While China and Japan are busy exchanging diplomatic insults, nearby nations, especially Singapore and South Korea, are quietly benefitting. The money from tourism does not disappear, it simply diverts a course.
Travel Will Always Follow Emotion
People book flights not just with money — they book emotionally. And right now, millions of travelers from China are “Nope, not Japan.”
That change in emotion is impacting all aspects of flight traffic, cancellations, individual hotel occupancy, and yes — tourism revenue.
The Data Drop
CTD, a travel analytic company, has referenced that 30% of the anticipated 1.44 million China-to-Japan trips for the remainder of December have been canceled already.
That is significant. And those have been generally trips that were planned in very near-term, not vague far-future plans.
New bookings? Largely nonexistent. Before this altercation, the bookings between China and Japan were up 25% vs 2024. Now they are below last year’s total.
South Korea and Singapore Shine Bright
While the tourism economy of Japan watches revenue vanish, both South Korea and Singapore appear to be celebrating quietly. Bookings to both countries reportedly increased as much as 15% in a matter of a few days.

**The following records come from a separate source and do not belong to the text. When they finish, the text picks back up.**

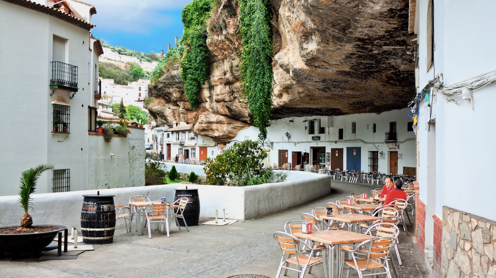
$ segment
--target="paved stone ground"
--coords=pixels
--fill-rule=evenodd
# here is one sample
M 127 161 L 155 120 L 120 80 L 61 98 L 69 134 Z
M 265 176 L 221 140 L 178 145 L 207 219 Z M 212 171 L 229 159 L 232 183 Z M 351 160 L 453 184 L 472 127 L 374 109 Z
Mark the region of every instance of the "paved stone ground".
M 168 238 L 157 231 L 152 232 L 151 239 L 146 235 L 131 236 L 125 228 L 119 228 L 113 243 L 94 245 L 94 251 L 84 252 L 76 260 L 0 259 L 0 277 L 226 278 L 259 275 L 274 277 L 281 256 L 272 238 L 274 232 L 282 230 L 284 223 L 300 219 L 301 213 L 310 212 L 313 207 L 325 206 L 327 202 L 376 187 L 334 181 L 332 186 L 330 194 L 257 219 L 224 226 L 200 225 L 190 227 L 189 232 L 185 229 L 179 231 L 173 225 Z M 200 219 L 200 223 L 210 220 Z M 409 224 L 408 220 L 407 224 Z M 403 232 L 400 234 L 399 247 L 403 265 L 397 267 L 399 277 L 429 278 L 432 276 L 414 242 L 413 226 L 408 227 L 410 236 Z M 291 272 L 288 277 L 295 276 Z M 352 273 L 350 277 L 358 276 Z M 322 267 L 314 267 L 311 274 L 305 277 L 323 278 Z

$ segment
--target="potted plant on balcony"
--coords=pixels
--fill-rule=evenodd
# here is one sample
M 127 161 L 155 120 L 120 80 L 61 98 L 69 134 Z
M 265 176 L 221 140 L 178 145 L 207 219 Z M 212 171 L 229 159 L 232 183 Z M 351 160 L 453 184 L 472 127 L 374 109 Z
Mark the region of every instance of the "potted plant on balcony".
M 96 125 L 98 127 L 96 130 L 98 133 L 102 133 L 103 132 L 103 126 L 105 124 L 106 122 L 103 120 L 97 120 Z
M 61 225 L 33 225 L 28 213 L 33 208 L 31 194 L 43 172 L 54 168 L 53 165 L 41 165 L 21 174 L 19 202 L 24 209 L 20 226 L 0 228 L 0 255 L 25 255 L 39 253 L 49 244 L 57 233 L 66 228 Z

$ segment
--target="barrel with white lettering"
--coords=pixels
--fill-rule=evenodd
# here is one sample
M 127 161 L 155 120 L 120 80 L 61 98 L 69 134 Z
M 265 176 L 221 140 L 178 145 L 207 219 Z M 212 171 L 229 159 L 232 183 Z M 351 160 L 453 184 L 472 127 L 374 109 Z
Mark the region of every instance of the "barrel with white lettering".
M 105 244 L 114 241 L 116 229 L 115 195 L 83 195 L 81 210 L 83 242 Z

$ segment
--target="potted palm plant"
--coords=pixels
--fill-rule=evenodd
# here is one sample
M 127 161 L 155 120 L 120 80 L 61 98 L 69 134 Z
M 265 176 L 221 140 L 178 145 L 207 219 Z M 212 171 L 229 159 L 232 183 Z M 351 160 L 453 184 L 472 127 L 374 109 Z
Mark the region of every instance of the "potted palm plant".
M 106 122 L 103 120 L 97 120 L 96 125 L 98 127 L 96 129 L 98 133 L 102 133 L 103 132 L 103 126 L 105 124 Z
M 61 225 L 33 225 L 28 213 L 33 209 L 31 195 L 36 188 L 36 183 L 45 171 L 53 169 L 52 165 L 42 164 L 30 168 L 21 174 L 19 203 L 24 210 L 20 226 L 0 228 L 0 255 L 25 255 L 39 253 L 50 244 L 57 233 L 65 229 Z

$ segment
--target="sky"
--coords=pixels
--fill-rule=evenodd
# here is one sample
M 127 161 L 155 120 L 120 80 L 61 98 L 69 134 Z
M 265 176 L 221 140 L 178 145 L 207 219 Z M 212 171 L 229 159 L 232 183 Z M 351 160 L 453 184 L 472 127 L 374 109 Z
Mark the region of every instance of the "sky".
M 167 52 L 183 36 L 183 8 L 192 0 L 83 0 L 95 6 L 94 37 L 114 46 L 148 54 Z

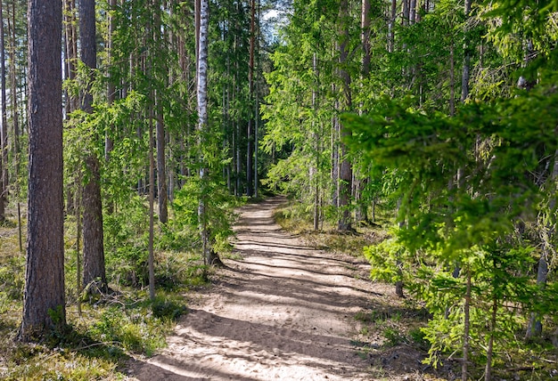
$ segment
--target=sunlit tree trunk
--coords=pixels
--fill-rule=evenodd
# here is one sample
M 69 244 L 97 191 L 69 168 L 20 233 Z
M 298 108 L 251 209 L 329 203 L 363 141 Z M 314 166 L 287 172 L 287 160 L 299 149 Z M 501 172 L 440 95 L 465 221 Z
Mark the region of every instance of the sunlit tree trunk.
M 62 2 L 29 0 L 28 248 L 23 319 L 31 341 L 66 323 L 62 197 Z
M 79 44 L 81 61 L 89 69 L 96 68 L 94 0 L 79 3 Z M 89 85 L 83 89 L 81 109 L 93 112 L 93 94 Z M 89 293 L 107 289 L 103 237 L 103 205 L 101 200 L 101 165 L 94 152 L 86 158 L 87 182 L 83 190 L 83 271 L 84 286 Z
M 8 194 L 8 118 L 6 117 L 6 69 L 5 69 L 5 44 L 4 38 L 4 9 L 0 1 L 0 83 L 2 99 L 2 118 L 0 122 L 0 136 L 2 147 L 2 163 L 0 164 L 0 221 L 5 219 L 5 203 Z
M 200 134 L 200 144 L 204 144 L 204 134 L 208 128 L 208 40 L 209 29 L 209 1 L 201 0 L 200 4 L 200 34 L 198 36 L 198 72 L 197 72 L 197 98 L 198 98 L 198 132 Z M 198 204 L 198 218 L 200 221 L 200 234 L 201 238 L 202 252 L 205 264 L 214 265 L 220 263 L 217 253 L 211 248 L 209 241 L 209 227 L 208 223 L 207 203 L 208 194 L 204 190 L 205 182 L 208 179 L 208 168 L 206 158 L 201 155 L 200 178 L 201 192 Z
M 246 148 L 246 195 L 253 195 L 254 183 L 254 115 L 251 112 L 251 101 L 254 99 L 254 53 L 256 51 L 256 0 L 250 0 L 250 57 L 248 65 L 249 109 L 247 148 Z
M 343 93 L 343 109 L 345 111 L 349 111 L 352 109 L 352 97 L 350 90 L 350 74 L 347 69 L 349 64 L 349 0 L 341 0 L 340 4 L 340 19 L 341 19 L 341 41 L 339 44 L 340 53 L 340 64 L 341 64 L 341 77 L 342 81 L 342 93 Z M 349 132 L 341 124 L 341 138 L 348 135 Z M 351 211 L 350 211 L 350 200 L 351 200 L 351 190 L 352 190 L 352 178 L 353 171 L 352 166 L 349 158 L 347 158 L 347 148 L 345 144 L 341 142 L 341 157 L 340 157 L 340 191 L 339 191 L 339 207 L 341 209 L 341 217 L 338 222 L 337 228 L 341 231 L 347 231 L 352 229 L 351 226 Z

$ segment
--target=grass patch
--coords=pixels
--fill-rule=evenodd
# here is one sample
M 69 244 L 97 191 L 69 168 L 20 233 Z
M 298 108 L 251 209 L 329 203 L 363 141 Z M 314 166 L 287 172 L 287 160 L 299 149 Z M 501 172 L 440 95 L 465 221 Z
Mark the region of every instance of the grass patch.
M 121 369 L 130 356 L 151 356 L 167 345 L 166 336 L 188 312 L 185 293 L 208 284 L 200 255 L 158 250 L 157 296 L 151 301 L 145 250 L 138 239 L 120 246 L 127 251 L 105 253 L 111 292 L 80 302 L 71 217 L 65 230 L 67 326 L 38 344 L 23 344 L 14 338 L 22 315 L 25 255 L 19 250 L 17 226 L 0 226 L 0 379 L 125 379 Z

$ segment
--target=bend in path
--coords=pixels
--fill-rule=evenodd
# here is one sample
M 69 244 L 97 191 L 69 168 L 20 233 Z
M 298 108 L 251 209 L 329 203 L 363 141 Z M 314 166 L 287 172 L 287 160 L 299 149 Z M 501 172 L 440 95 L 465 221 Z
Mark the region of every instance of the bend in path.
M 161 354 L 132 367 L 140 380 L 365 380 L 350 344 L 372 295 L 356 262 L 305 247 L 282 231 L 270 199 L 242 208 L 235 250 Z

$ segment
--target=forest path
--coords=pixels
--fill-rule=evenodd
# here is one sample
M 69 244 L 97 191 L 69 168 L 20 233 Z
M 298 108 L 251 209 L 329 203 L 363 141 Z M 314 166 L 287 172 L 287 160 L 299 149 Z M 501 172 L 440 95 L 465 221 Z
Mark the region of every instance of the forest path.
M 242 207 L 214 287 L 188 296 L 168 348 L 134 361 L 139 380 L 365 380 L 350 338 L 374 294 L 369 265 L 305 247 L 274 222 L 275 198 Z M 358 274 L 358 276 L 357 276 Z M 364 274 L 364 277 L 363 277 Z M 364 279 L 363 279 L 364 278 Z M 377 295 L 377 294 L 376 294 Z

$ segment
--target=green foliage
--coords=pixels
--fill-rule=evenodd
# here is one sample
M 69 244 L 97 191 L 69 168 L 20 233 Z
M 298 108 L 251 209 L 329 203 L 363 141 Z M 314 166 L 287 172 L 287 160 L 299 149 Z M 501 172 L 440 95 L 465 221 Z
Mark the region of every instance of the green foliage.
M 513 99 L 471 103 L 455 118 L 414 109 L 410 99 L 384 99 L 367 117 L 344 117 L 353 132 L 347 140 L 351 149 L 369 163 L 397 169 L 400 178 L 405 224 L 365 253 L 373 278 L 404 281 L 432 313 L 423 332 L 435 365 L 440 354 L 462 345 L 463 269 L 472 286 L 470 345 L 476 361 L 485 361 L 490 336 L 498 353 L 517 345 L 527 312 L 555 308 L 534 285 L 530 269 L 540 254 L 517 234 L 514 222 L 532 219 L 541 201 L 555 197 L 541 179 L 549 178 L 558 148 L 557 96 L 554 87 L 541 85 Z
M 127 286 L 147 284 L 148 210 L 145 200 L 131 197 L 117 213 L 103 218 L 107 275 Z
M 230 250 L 229 238 L 234 234 L 233 223 L 236 218 L 234 208 L 238 206 L 238 201 L 230 195 L 224 183 L 217 181 L 201 182 L 194 176 L 185 179 L 185 185 L 175 195 L 174 218 L 163 239 L 169 248 L 201 247 L 198 207 L 202 197 L 207 200 L 207 226 L 212 248 L 217 253 Z
M 152 355 L 165 345 L 164 320 L 155 316 L 144 316 L 140 309 L 126 311 L 113 306 L 107 309 L 97 323 L 88 329 L 94 340 L 107 343 L 139 353 Z

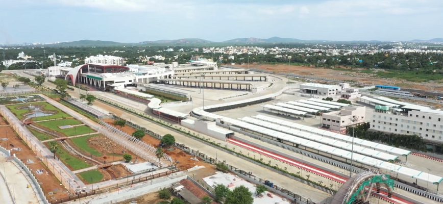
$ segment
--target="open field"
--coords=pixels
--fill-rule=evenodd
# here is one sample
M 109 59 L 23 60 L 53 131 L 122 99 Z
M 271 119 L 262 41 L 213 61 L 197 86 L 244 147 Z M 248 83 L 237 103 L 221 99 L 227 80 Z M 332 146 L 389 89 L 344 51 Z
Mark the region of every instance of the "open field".
M 7 141 L 0 141 L 0 145 L 6 149 L 11 149 L 11 154 L 15 154 L 16 156 L 30 168 L 37 180 L 41 182 L 40 185 L 48 200 L 52 199 L 51 197 L 59 199 L 68 195 L 67 190 L 48 169 L 47 165 L 42 163 L 38 156 L 24 144 L 23 140 L 15 134 L 12 129 L 9 126 L 0 126 L 0 132 L 4 133 L 0 138 L 7 138 L 8 139 Z M 20 150 L 13 150 L 12 148 L 19 148 Z M 42 170 L 43 173 L 36 173 L 37 170 Z M 16 189 L 16 191 L 17 190 Z M 16 192 L 18 193 L 19 191 Z M 53 194 L 48 194 L 48 193 L 51 192 Z
M 113 125 L 113 119 L 105 119 L 104 120 L 109 124 Z M 132 134 L 132 133 L 136 130 L 128 125 L 125 125 L 122 128 L 119 127 L 118 128 L 130 135 Z M 174 135 L 174 133 L 171 133 L 171 134 Z M 146 144 L 150 144 L 155 147 L 158 147 L 159 144 L 160 144 L 160 140 L 147 134 L 143 137 L 142 141 Z M 178 162 L 178 163 L 176 164 L 178 167 L 185 167 L 187 169 L 193 167 L 195 165 L 205 166 L 205 167 L 211 166 L 209 164 L 203 162 L 201 161 L 200 162 L 196 162 L 191 160 L 190 159 L 192 156 L 190 155 L 189 155 L 177 148 L 173 148 L 173 149 L 171 149 L 170 151 L 167 149 L 164 149 L 164 150 L 165 153 L 170 156 L 174 161 L 177 161 Z
M 29 110 L 28 109 L 20 109 L 20 108 L 25 108 L 27 107 L 29 107 L 30 105 L 35 106 L 40 106 L 40 110 L 46 110 L 49 111 L 53 111 L 56 112 L 55 114 L 51 115 L 48 115 L 45 116 L 39 116 L 36 117 L 33 117 L 32 120 L 33 121 L 40 121 L 40 120 L 50 120 L 53 119 L 58 119 L 58 118 L 62 118 L 64 117 L 71 117 L 71 116 L 68 115 L 66 113 L 63 112 L 61 110 L 54 107 L 51 104 L 46 103 L 46 102 L 37 102 L 37 103 L 33 103 L 32 104 L 19 104 L 16 105 L 10 105 L 8 106 L 8 109 L 11 110 L 11 111 L 15 115 L 15 116 L 17 117 L 20 120 L 23 119 L 25 116 L 24 114 L 28 113 L 32 113 L 33 111 L 32 110 Z M 33 115 L 30 115 L 30 117 L 33 117 Z
M 77 137 L 71 139 L 72 142 L 78 147 L 84 150 L 84 151 L 90 154 L 91 155 L 97 157 L 101 157 L 103 154 L 94 148 L 90 147 L 89 145 L 88 140 L 92 137 L 99 136 L 100 135 L 88 135 L 87 136 Z
M 103 174 L 102 174 L 98 169 L 91 170 L 90 171 L 85 171 L 80 173 L 78 174 L 84 182 L 88 184 L 94 184 L 97 182 L 100 182 L 103 180 Z
M 93 130 L 86 125 L 76 126 L 65 129 L 61 129 L 59 128 L 59 126 L 63 125 L 78 125 L 81 124 L 82 124 L 81 121 L 73 118 L 52 120 L 37 123 L 37 124 L 38 125 L 42 126 L 50 130 L 63 133 L 68 137 L 95 132 Z
M 32 133 L 32 134 L 34 135 L 36 137 L 37 137 L 37 138 L 38 139 L 38 140 L 40 141 L 50 140 L 53 138 L 53 137 L 51 135 L 40 133 L 33 129 L 28 128 L 28 129 L 30 131 L 31 131 L 31 133 Z
M 246 68 L 248 65 L 236 65 Z M 424 74 L 413 71 L 387 71 L 381 69 L 350 69 L 344 67 L 331 69 L 316 68 L 307 66 L 293 66 L 286 64 L 250 64 L 250 68 L 264 69 L 276 72 L 291 72 L 322 78 L 388 86 L 397 86 L 404 88 L 426 90 L 428 91 L 443 91 L 443 80 L 438 78 L 438 74 Z M 441 75 L 441 74 L 440 74 Z M 442 78 L 443 79 L 443 78 Z M 424 79 L 426 80 L 424 81 Z M 434 80 L 425 82 L 429 80 Z
M 69 154 L 63 147 L 61 142 L 57 142 L 57 143 L 59 144 L 59 148 L 56 153 L 56 157 L 61 160 L 71 170 L 82 169 L 92 166 L 92 164 L 89 164 L 87 161 L 83 161 Z M 45 143 L 45 145 L 46 147 L 48 147 L 47 143 Z

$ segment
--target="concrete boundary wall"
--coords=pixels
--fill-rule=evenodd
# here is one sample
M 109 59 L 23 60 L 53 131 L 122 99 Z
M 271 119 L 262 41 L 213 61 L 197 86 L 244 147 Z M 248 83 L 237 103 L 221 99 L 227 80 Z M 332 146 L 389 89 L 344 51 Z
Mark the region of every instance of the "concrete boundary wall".
M 350 168 L 351 166 L 348 165 L 348 164 L 344 164 L 344 163 L 342 163 L 341 162 L 338 162 L 337 161 L 335 161 L 335 160 L 331 160 L 331 159 L 330 159 L 328 158 L 326 158 L 323 157 L 323 156 L 321 156 L 315 155 L 315 154 L 311 153 L 311 152 L 308 151 L 306 151 L 306 150 L 304 150 L 303 149 L 299 149 L 299 148 L 296 148 L 295 147 L 292 147 L 292 146 L 288 145 L 287 144 L 283 144 L 283 143 L 279 142 L 278 141 L 272 140 L 270 140 L 269 139 L 264 138 L 263 137 L 260 137 L 260 136 L 258 136 L 257 135 L 255 135 L 251 134 L 250 133 L 238 130 L 238 129 L 236 129 L 235 128 L 229 127 L 229 126 L 228 126 L 227 125 L 224 125 L 224 124 L 223 124 L 221 123 L 217 123 L 217 125 L 218 125 L 219 126 L 223 126 L 224 128 L 225 128 L 227 129 L 229 129 L 230 130 L 233 130 L 235 132 L 237 132 L 238 133 L 243 134 L 245 135 L 251 137 L 251 138 L 256 139 L 258 139 L 258 140 L 259 140 L 261 141 L 263 141 L 264 142 L 267 142 L 268 143 L 272 144 L 274 144 L 274 145 L 276 145 L 276 146 L 278 146 L 280 147 L 284 148 L 285 149 L 292 150 L 292 151 L 296 152 L 297 153 L 299 153 L 299 154 L 303 155 L 304 156 L 306 156 L 307 157 L 310 157 L 312 159 L 316 159 L 317 160 L 326 163 L 327 164 L 332 165 L 333 166 L 340 167 L 340 168 L 344 169 L 344 168 L 347 168 L 345 169 L 347 170 L 349 170 L 349 169 Z M 227 128 L 226 128 L 226 127 L 227 127 Z M 238 140 L 239 141 L 240 141 L 241 142 L 249 143 L 249 144 L 251 144 L 253 145 L 254 146 L 257 145 L 257 146 L 264 147 L 264 146 L 263 146 L 262 145 L 260 145 L 255 144 L 254 143 L 252 143 L 250 141 L 247 141 L 247 140 L 243 139 L 242 138 L 239 138 L 237 137 L 234 136 L 234 137 L 233 138 L 233 139 L 234 139 L 236 140 Z M 263 148 L 266 149 L 266 148 Z M 270 149 L 270 148 L 267 148 L 266 150 L 269 150 L 269 149 L 272 150 L 272 149 Z M 275 151 L 273 150 L 272 151 Z M 286 155 L 284 153 L 279 152 L 278 152 L 278 154 L 281 154 L 281 155 L 287 157 L 289 157 L 287 156 L 287 155 Z M 291 158 L 291 157 L 289 157 L 289 158 Z M 308 162 L 306 162 L 306 163 L 308 163 Z M 317 167 L 317 168 L 318 168 L 321 169 L 322 169 L 322 170 L 325 170 L 326 171 L 330 171 L 330 170 L 329 169 L 326 169 L 325 168 L 322 167 L 321 166 L 318 166 L 318 165 L 314 165 L 313 166 Z M 353 170 L 354 170 L 354 172 L 355 173 L 359 173 L 362 171 L 364 171 L 364 170 L 359 168 L 356 167 L 354 167 L 353 168 Z M 336 173 L 336 174 L 340 174 L 340 175 L 342 174 L 341 173 L 336 172 L 335 171 L 334 172 L 334 173 Z M 346 177 L 348 177 L 349 176 L 346 176 Z M 430 199 L 431 200 L 435 200 L 435 201 L 440 202 L 443 202 L 443 196 L 441 196 L 439 195 L 436 195 L 436 194 L 432 194 L 432 193 L 429 193 L 428 192 L 426 192 L 425 191 L 419 189 L 415 188 L 414 187 L 410 186 L 409 186 L 408 185 L 406 185 L 406 184 L 403 184 L 403 183 L 402 183 L 400 182 L 395 182 L 395 186 L 397 188 L 400 188 L 402 190 L 404 190 L 405 191 L 412 193 L 413 194 L 419 195 L 420 195 L 420 196 L 422 196 L 423 197 L 425 197 L 428 198 L 429 199 Z M 401 195 L 401 196 L 398 196 L 398 197 L 400 197 L 402 198 L 403 198 L 403 197 L 405 197 L 405 198 L 404 198 L 404 199 L 405 199 L 407 200 L 409 200 L 409 201 L 410 201 L 413 202 L 416 202 L 416 200 L 413 200 L 412 198 L 410 198 L 409 197 L 407 197 L 403 196 L 403 195 Z
M 32 174 L 32 173 L 29 170 L 29 168 L 28 168 L 19 159 L 17 158 L 17 157 L 15 156 L 15 154 L 14 154 L 13 160 L 16 162 L 16 164 L 18 164 L 18 166 L 20 166 L 20 167 L 21 167 L 21 169 L 23 169 L 29 177 L 31 178 L 31 181 L 33 183 L 36 188 L 36 189 L 34 189 L 34 191 L 37 194 L 39 203 L 40 204 L 48 204 L 49 202 L 46 199 L 46 197 L 44 196 L 44 193 L 43 192 L 43 190 L 42 190 L 41 187 L 40 186 L 38 181 L 37 181 L 37 179 L 35 178 L 35 177 L 34 177 L 34 175 Z

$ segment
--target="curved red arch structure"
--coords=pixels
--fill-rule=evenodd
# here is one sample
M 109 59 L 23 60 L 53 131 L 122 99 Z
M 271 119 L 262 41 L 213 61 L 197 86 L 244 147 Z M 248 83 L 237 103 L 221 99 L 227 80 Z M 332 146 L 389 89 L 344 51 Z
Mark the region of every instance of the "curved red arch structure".
M 108 65 L 96 64 L 85 64 L 77 66 L 72 68 L 72 69 L 69 70 L 66 75 L 65 76 L 65 80 L 67 81 L 68 78 L 69 78 L 69 79 L 71 80 L 71 82 L 72 83 L 72 85 L 75 85 L 76 82 L 78 81 L 77 78 L 79 77 L 79 73 L 81 73 L 81 71 L 84 70 L 84 68 L 87 68 L 87 72 L 81 73 L 89 73 L 89 71 L 91 71 L 91 70 L 93 71 L 92 71 L 93 72 L 96 72 L 98 70 L 99 72 L 97 72 L 97 73 L 118 73 L 122 71 L 128 71 L 130 69 L 129 67 L 125 67 L 124 66 L 112 65 Z M 105 70 L 109 70 L 111 71 L 106 72 L 105 71 Z

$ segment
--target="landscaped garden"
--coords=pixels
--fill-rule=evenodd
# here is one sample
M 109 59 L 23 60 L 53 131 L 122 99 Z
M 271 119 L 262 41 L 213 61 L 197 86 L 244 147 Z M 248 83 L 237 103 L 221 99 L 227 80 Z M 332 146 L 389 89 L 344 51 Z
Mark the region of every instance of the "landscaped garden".
M 46 115 L 44 116 L 39 116 L 41 114 L 31 114 L 29 115 L 29 117 L 33 118 L 33 121 L 45 120 L 71 117 L 69 114 L 63 112 L 62 110 L 46 102 L 37 102 L 31 104 L 10 105 L 8 106 L 7 107 L 15 115 L 15 116 L 17 118 L 21 120 L 26 117 L 25 115 L 27 113 L 32 113 L 35 111 L 35 109 L 34 108 L 30 108 L 30 106 L 31 106 L 31 108 L 33 108 L 32 106 L 34 106 L 38 109 L 38 111 L 40 111 L 40 113 L 39 113 L 45 112 L 52 113 L 44 114 L 44 115 Z
M 37 123 L 37 124 L 38 125 L 63 133 L 67 137 L 92 133 L 95 132 L 86 125 L 79 125 L 82 124 L 83 123 L 81 121 L 74 118 L 63 119 Z M 65 129 L 61 129 L 60 128 L 60 126 L 65 125 L 73 125 L 73 126 Z
M 88 184 L 94 184 L 102 181 L 104 176 L 97 169 L 91 170 L 79 173 L 78 175 L 83 182 Z

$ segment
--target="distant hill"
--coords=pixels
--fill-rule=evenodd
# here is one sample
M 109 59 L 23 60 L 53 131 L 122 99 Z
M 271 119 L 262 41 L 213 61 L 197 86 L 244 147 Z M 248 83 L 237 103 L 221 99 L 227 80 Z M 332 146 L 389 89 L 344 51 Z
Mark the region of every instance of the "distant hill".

Other destinations in Asia — Thailand, Malaysia, Vietnam — are also benefiting from some of the redirected holiday traffic, with an 11% increase week on week.
In short, tourists aren’t cancelling travel; they are just changing destinations.
Refund Domino
Many Chinese airlines — including Cathay Pacific and several major carriers — are waiving cancellation fees for tickets to Japan. Once the refunds were made easier…the stacks of cancellations multiplied to what I can only describe as a tsunami of cancellations.
Even state-owned travel companies have cancelled group tours they planned months in advance, not because it was now impossible to go, but because it put the company at greater risk of losing money if policies changed again.
CTD’s CEO believes that Japan is looking at potential losses of $500 million at the least to $1.2 billion at the most.
That number comes from this stat: Chinese tourists spend over $900 million every month in travel to Japan.
Airline Route Mess
The routes that were canceled the most were the worse off:
- Shanghai → Tokyo
- Beijing → Osaka
- Guangzhou → Tokyo
These are among some of the busiest tourism-related air travel routes, and now they are the top canceled countries.
Lucky winners: Singapore and South Korea.
Singapore did not start the fight. South Korea did not escalate the fight.
But both are now the #1 rebound destinations for Chinese travelers who still want to holiday — just not in Japan.
Travel patterns can turn on a dime when politics meet tourism.
Japan stopped gaining ground. China hit pause. And its neighboring countries opened their doors like:
“Well… if you’re already going to pack your bags, you can come here.”
Sometimes, global politics feels like high school drama – and, tourism is the friend who decides which side to support based on who stopped talking to whom last week.